Разбитый Адам (Киров) - страница 98

Всепоглощающие сомнения овладели Дамиром.

«И правда ли Агат полюбил меня таким, какой я есть, разглядев мой лик за безмолвно-уродливой личиной? Или же он просто с самого начала был включен в этот бессердечный заговор против меня? Если так, то зачем же ему понадобилось рисковать, нарушая эту жестокую тайну?..»

Вопросы продолжают множиться и нет почти никакой надежды распутать клубок мыслей.

«Но даже, если Агат просто использовал меня… Я благодарен ему и судьбе. Пусть и любовь эта оказалась… очередной эфемерной шуткой мироздания…»

Декадентские слезы потекли по его изрытым оспинами щекам.

«Я все равно благодарен тебе, Агат, что ты вызволил меня из этой темницы уродливости».

Но фантазирование любви между ним и Агатом, вспоминание чувства их ментальной, любовной связи вновь окрыляет его. Разве сознание внутренней, ничем не ограниченной Свободы – это не самосознание ангела? Разве эта андрогинность – не ангелическая самодостаточность и целостность?

«Разве я – не Новый Адам?» спрашивает себя Дамир Придиус.

А бомбардировщик Ту-95 на лету срывает с себя свою облезлую зеленую кожу, перерождаясь в серебряного голубя.

Нет, он не Мессия. Но сонмы отверженных трансов, гомосексуалистов и «проклятых поэтов» соединили свои силы на Дамире и избрали его, сказав свой завет: «Покончи с Богом! Покончи любой ценой и выпусти нас на Свободу, которую ты познал!»

От этого зависит Возмездие одинокой, страждущей души, от начала веков обреченной скорбно бродить среди пустоты бытия. Всегда чуждая коллективному телу, всегда затертая среди тотальных идей, среди добра и зла, среди Да и Нет. Душа свергнутого с небес Ангела - душа Люцифера.

«Довольно!

Немногие избранные сумели найти ответ на страдания тысячелетий. И вечная чернь хочет забрать ответы в свою пучину, чтобы погибла любовь и свобода».

Члены Дамира охватила лихорадка. В окне иллюминатора запекшиеся сгустки облаков.

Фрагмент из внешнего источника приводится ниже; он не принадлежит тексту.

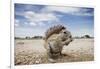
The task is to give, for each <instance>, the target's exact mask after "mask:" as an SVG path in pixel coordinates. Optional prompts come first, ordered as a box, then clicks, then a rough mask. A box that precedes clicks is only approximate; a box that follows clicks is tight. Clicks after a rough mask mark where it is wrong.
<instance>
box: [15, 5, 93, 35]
mask: <svg viewBox="0 0 100 69" xmlns="http://www.w3.org/2000/svg"><path fill="white" fill-rule="evenodd" d="M14 10H15V13H14V15H15V17H14V18H15V20H14V21H15V22H14V25H15V36H16V37H26V36H30V37H33V36H35V35H41V36H44V33H45V31H46V30H47V29H48V28H49V27H51V26H53V25H57V24H62V25H64V26H65V27H66V28H67V29H68V30H69V31H71V33H72V35H73V36H83V35H86V34H88V35H90V36H94V9H93V8H85V7H68V6H50V5H32V4H15V9H14Z"/></svg>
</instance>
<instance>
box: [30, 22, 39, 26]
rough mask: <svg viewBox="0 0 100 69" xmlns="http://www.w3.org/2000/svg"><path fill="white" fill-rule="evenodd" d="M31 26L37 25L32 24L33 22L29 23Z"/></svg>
mask: <svg viewBox="0 0 100 69" xmlns="http://www.w3.org/2000/svg"><path fill="white" fill-rule="evenodd" d="M29 24H30V25H31V26H36V25H37V24H36V23H34V22H30V23H29Z"/></svg>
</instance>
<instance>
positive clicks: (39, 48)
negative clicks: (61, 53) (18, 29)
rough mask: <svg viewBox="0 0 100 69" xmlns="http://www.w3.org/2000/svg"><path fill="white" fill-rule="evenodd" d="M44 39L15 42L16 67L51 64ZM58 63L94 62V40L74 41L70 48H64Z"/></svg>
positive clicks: (69, 44)
mask: <svg viewBox="0 0 100 69" xmlns="http://www.w3.org/2000/svg"><path fill="white" fill-rule="evenodd" d="M43 44H44V41H43V40H42V39H37V40H36V39H33V40H19V39H16V40H15V65H26V64H42V63H49V62H48V60H47V59H48V58H47V55H46V50H45V49H44V46H43ZM62 53H65V54H66V55H67V56H63V57H60V58H59V59H57V62H58V63H59V62H60V63H62V62H77V61H93V60H94V39H74V41H73V42H71V43H70V44H69V45H68V46H64V49H63V51H62Z"/></svg>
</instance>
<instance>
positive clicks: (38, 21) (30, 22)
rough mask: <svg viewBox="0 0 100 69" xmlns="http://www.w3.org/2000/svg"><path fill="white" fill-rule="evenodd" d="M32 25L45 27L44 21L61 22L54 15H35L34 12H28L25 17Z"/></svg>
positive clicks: (24, 15) (44, 14)
mask: <svg viewBox="0 0 100 69" xmlns="http://www.w3.org/2000/svg"><path fill="white" fill-rule="evenodd" d="M23 16H24V17H25V18H26V19H27V20H28V21H29V22H30V23H29V24H30V25H31V26H36V25H40V26H44V25H45V23H43V21H56V22H57V21H59V19H58V18H57V17H56V16H55V15H54V14H53V13H35V12H33V11H26V12H24V15H23Z"/></svg>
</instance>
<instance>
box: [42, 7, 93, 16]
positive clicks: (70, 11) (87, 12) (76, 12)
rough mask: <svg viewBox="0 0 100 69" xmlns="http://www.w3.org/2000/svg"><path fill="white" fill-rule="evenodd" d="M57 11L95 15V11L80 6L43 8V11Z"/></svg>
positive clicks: (49, 12) (44, 11) (79, 15)
mask: <svg viewBox="0 0 100 69" xmlns="http://www.w3.org/2000/svg"><path fill="white" fill-rule="evenodd" d="M55 11H56V12H62V13H67V14H72V15H79V16H93V13H89V12H87V11H88V9H85V8H80V7H60V6H46V7H45V8H44V9H42V12H49V13H51V12H55Z"/></svg>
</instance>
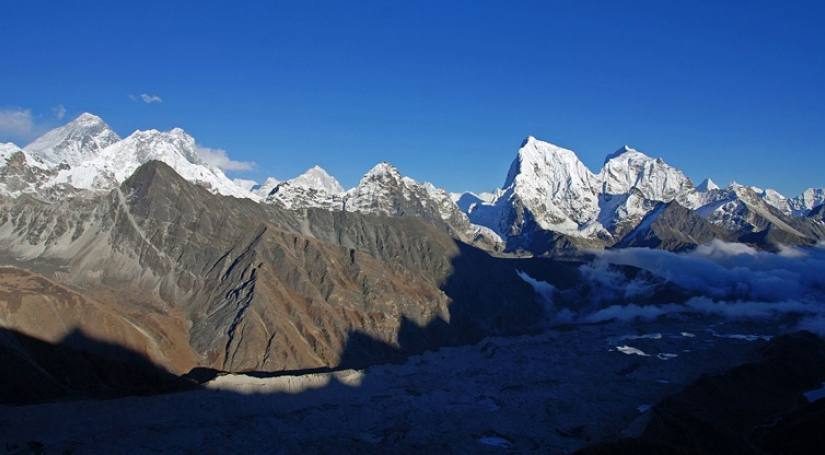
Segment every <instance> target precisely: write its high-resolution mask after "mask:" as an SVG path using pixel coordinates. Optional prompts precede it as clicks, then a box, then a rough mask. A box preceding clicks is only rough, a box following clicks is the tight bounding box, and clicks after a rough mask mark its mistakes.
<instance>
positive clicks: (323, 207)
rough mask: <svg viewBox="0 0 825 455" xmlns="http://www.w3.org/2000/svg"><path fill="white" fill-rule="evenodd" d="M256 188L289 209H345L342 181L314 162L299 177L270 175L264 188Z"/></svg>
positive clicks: (340, 209) (258, 192)
mask: <svg viewBox="0 0 825 455" xmlns="http://www.w3.org/2000/svg"><path fill="white" fill-rule="evenodd" d="M267 186H271V188H267ZM254 191H255V192H256V193H258V194H261V195H262V196H265V197H266V201H267V202H269V203H274V204H278V205H280V206H282V207H284V208H287V209H300V208H310V207H313V208H324V209H327V210H342V208H343V203H344V201H343V197H342V193H343V191H344V189H343V187H342V186H341V184H340V183H338V180H336V179H335V177H333V176H331V175H329V174H328V173H327V171H325V170H324V169H323V168H321V167H319V166H313V167H312V168H310V169H308V170H307V171H306V172H304V173H303V174H301V175H299V176H298V177H295V178H293V179H290V180H287V181H285V182H278V181H277V180H275V179H273V178H269V179H267V181H266V182H264V184H263V185H262V186H261V188H259V189H256V190H254Z"/></svg>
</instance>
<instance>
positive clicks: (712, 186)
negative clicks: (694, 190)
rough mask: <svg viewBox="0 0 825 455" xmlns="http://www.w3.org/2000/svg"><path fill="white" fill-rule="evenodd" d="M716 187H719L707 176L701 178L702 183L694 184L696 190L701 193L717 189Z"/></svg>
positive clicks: (717, 185) (715, 189) (706, 192)
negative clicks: (694, 185) (705, 177)
mask: <svg viewBox="0 0 825 455" xmlns="http://www.w3.org/2000/svg"><path fill="white" fill-rule="evenodd" d="M718 189H719V185H717V184H716V182H714V181H713V180H711V179H709V178H708V179H705V180H702V183H700V184H699V185H698V186H696V191H699V192H701V193H707V192H708V191H712V190H718Z"/></svg>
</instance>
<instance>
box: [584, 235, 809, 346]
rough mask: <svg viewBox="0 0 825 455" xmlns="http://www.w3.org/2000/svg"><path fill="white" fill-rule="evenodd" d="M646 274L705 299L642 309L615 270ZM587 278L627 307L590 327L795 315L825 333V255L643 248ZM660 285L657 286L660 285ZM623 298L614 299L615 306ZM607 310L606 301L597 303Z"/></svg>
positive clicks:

«Я сгорю в огне этих зверей. Пусть! Мне и так изрядно повезло. Я мог умереть так и не узнав чистоты отношений. Ведь нравственность не в буквоедстве и безжизненных предписаниях. Нравственность в любви, но не этой безэмоциональной, бескровной любви духовной. А Свободной любви. Свободной от пола, религии и даже от смерти.

Мы вплотную подошли к развязке истории. Но что, если «духовные» варвары проломятся в Ковчег? Неужели какие-то процессы в тонком мире могли остановить эту лавину?..»

Очертания реальности размываются. Все происходит как будто во сне. Дамир нарциссично поглаживает свое бритое, дряхлое лицо, возбуждаясь от собственных прикосновений.